Je me concentre sur le son, l’élasticité, l’intonation, l’improvisation et la sensation de temps. Dans ce cas, j’ai ajouté des paroles pour introduire une nouvelle couche de connexion et de narration. Le quatuor a été très réceptif à ce travail et j’ai eu l’occasion de le jouer en direct avant d’entrer en studio. Comme pour d’autres projets, il semblait si différent de mes travaux précédents que je ne pouvais m’empêcher d’en douter : est-ce bon ? Les gens vont-ils le comprendre ?
- Dans votre orchestre, il y a quatre New-yorkais, dont deux « permanent aliens » pour reprendre vos termes.
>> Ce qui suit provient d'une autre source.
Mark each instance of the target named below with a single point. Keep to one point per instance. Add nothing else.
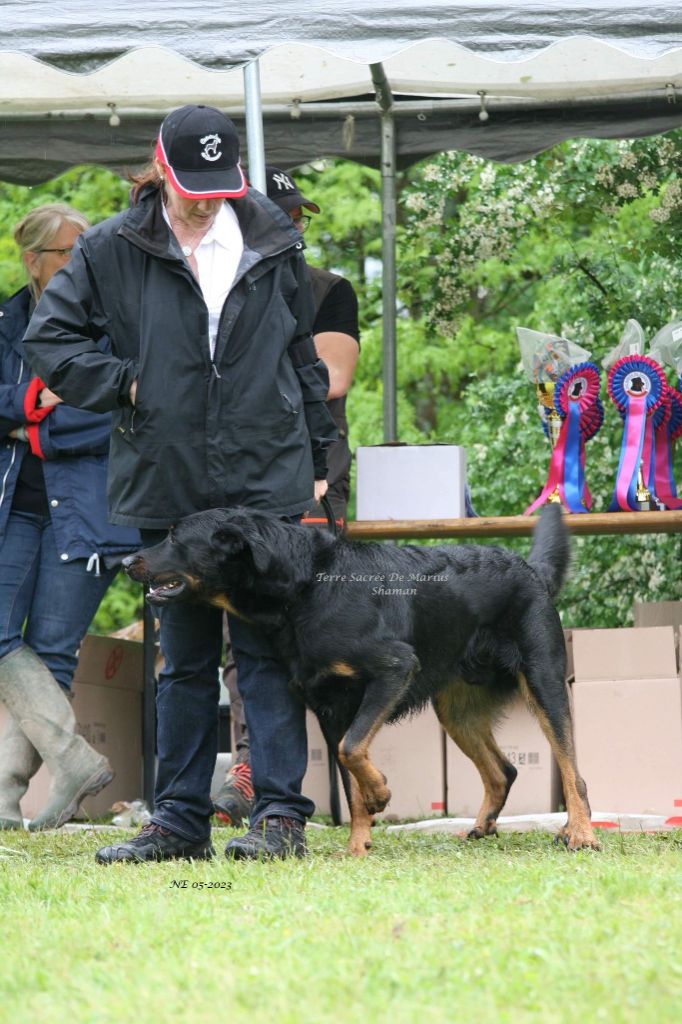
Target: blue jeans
(187, 696)
(56, 600)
Est-ce qu’Ingrid Laubrock a eu un rôle de partage d’expérience dans votre projet ?
Tous les immigrants partagent certaines expériences - l’importance d’un bon avocat spécialisé dans les questions d’immigration, les demandes de visa interminables, les difficultés à voyager ou à travailler… Ce sont des aspects souvent négligés par les nationaux, mais en fin de compte, nous développons un fort sentiment de solidarité avec les luttes et les victoires des uns et des autres à cet égard.
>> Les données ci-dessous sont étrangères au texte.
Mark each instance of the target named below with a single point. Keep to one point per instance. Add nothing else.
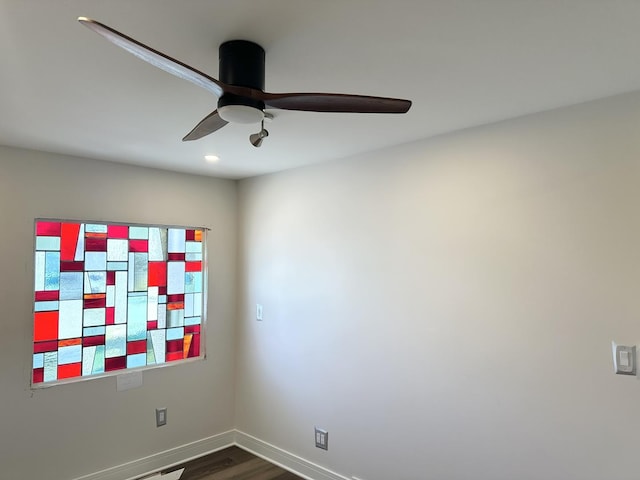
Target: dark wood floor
(232, 463)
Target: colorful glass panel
(109, 297)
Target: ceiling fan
(240, 90)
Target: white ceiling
(65, 89)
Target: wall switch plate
(161, 417)
(322, 438)
(624, 359)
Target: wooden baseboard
(284, 459)
(147, 466)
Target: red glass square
(69, 371)
(48, 229)
(157, 274)
(48, 295)
(45, 326)
(117, 231)
(93, 341)
(41, 347)
(139, 346)
(115, 363)
(110, 316)
(193, 267)
(95, 244)
(173, 356)
(175, 345)
(69, 241)
(194, 350)
(138, 245)
(96, 300)
(72, 266)
(38, 375)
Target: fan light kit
(240, 89)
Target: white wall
(63, 432)
(445, 309)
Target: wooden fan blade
(207, 125)
(155, 58)
(335, 102)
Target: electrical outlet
(161, 417)
(322, 438)
(624, 359)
- Votre trio avec Erik Friedlander était déjà constitué, qu’a apporté le piano d’Angelica Sanchez dans votre approche musicale ?
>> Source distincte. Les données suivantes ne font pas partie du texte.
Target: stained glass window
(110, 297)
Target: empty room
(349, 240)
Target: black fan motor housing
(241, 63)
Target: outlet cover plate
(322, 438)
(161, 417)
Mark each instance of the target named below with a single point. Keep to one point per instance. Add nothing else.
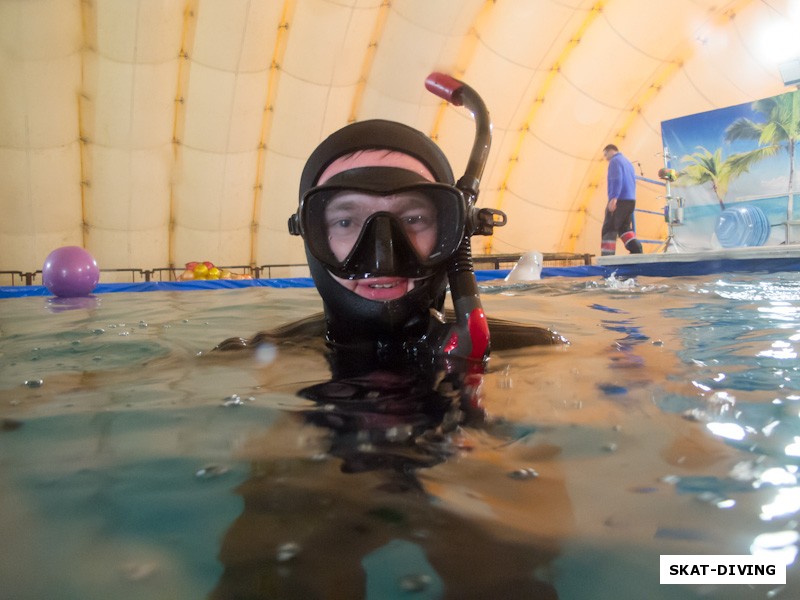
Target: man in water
(618, 219)
(381, 219)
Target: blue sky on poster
(684, 135)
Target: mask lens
(347, 213)
(426, 227)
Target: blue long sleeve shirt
(621, 178)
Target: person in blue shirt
(618, 219)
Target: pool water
(137, 463)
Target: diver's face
(347, 212)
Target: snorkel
(469, 337)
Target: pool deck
(748, 259)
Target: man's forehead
(375, 158)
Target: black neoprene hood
(350, 317)
(376, 134)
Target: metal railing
(134, 275)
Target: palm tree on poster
(707, 167)
(780, 130)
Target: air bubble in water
(526, 473)
(211, 471)
(233, 400)
(415, 583)
(287, 551)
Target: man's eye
(416, 221)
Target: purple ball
(70, 271)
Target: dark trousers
(620, 223)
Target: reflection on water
(134, 463)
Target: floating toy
(667, 174)
(207, 270)
(70, 272)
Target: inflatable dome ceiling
(156, 132)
Avant tout, Angelica Sanchez apporte l’harmonie ; le piano remplit l’espace et fournit un son avec lequel les gens sont plus familiers. J’admire le fait qu’Angelica ait de solides bases en jazz, mais qu’elle soit aussi un maître de l’improvisation libre.
- Sara Serpa © Ebru Yildiz
- Encounters & Collisions est intrinsèquement américain dans son propos, mais avec un éclairage européen, comme beaucoup de cinéma d’art et essai, là encore. C’est important de conserver un regard transatlantique ?
Je pense qu’il est essentiel de conserver une perspective globale. Des thèmes tels que la migration vers un nouveau pays, l’adaptation, la traduction dans une nouvelle langue, la solitude, la maternité et la perte sont universels. Il est essentiel d’écouter et de voir vraiment les autres. À une époque où le sentiment anti-immigrant est si répandu, nous devons prendre soin les uns des autres et nous méfier de ceux qui prônent la haine et la peur de l’étranger.
- Quels sont les projets après ce disque ?
Ce projet a pris beaucoup de temps et, à la fin, j’étais impatiente de le terminer. J’ai hâte de souffler un peu, de chanter, de répéter cette nouvelle musique et d’autres, et de me donner un peu d’espace avant d’entamer un autre projet créatif.
Je termine un album en duo avec Matt Mitchell, dont la sortie est prévue pour la fin 2025, et j’espère enregistrer un nouvel album avec André Matos. En mai, je me produirai au Long Play Festival avec un nouveau groupe fantastique composé de Marta Sanchez, Greg Ward et Qasim Naqvi.